All through Lucy’s one-sided romance, she has an unusual guardian angel – a fellow teacher – Monsieur Paul Emanuel. If Dr. John is suave, sophisticated, handsome and predictable, M. Paul is his opposite. He is a man of mercurial restlessness, quick temper and action. Societal approval is a critical factor in Dr. John’s decisions – even in selecting his life partner; but M. Paul is only ruled by his heart.

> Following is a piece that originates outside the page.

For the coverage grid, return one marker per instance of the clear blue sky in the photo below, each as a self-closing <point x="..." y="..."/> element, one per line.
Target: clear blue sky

M. Paul is the eternal child of nature – he knows only one way to love – unfettered and unbridled. He jealously cherishes Lucy the way a child possessively loves a doll or a candy. His love is the love of the roaring sea beating against the coast, shaping it and shaped by it. He is the tint that makes Lucy’s grey outlook colourful; he is the spice that brings her out of blandness; he is the exasperating accelerator that shoves Lucy out of indolence, springs her into action and pushes her limits. Lucy and M.Paul’s friendship is delightful in its child-like squabbles – he unable to temper his taunts, and she unable to understand that the taunts are the only way M. Paul knows to love. We rejoice with Lucy when she finally understands herself – her feelings towards M. Paul, and her acceptance of his uncharacteristic, undying love and adoration. Of course there are obstacles – the universal obstacles of love – greed and religion. Will they surmount these, and come together in one glorious song? Find out for yourself!
Had this book been written in this day and age of political correctness, it would have undergone severe editing to tone down Bronte’s views on religion...and the French ‘attitdue’! As far as I am concerned, this book is a prism, and depending on your state of mind, it reveals fresh perspectives of the human character and psychology. It is definitely a book I shall visit again and again.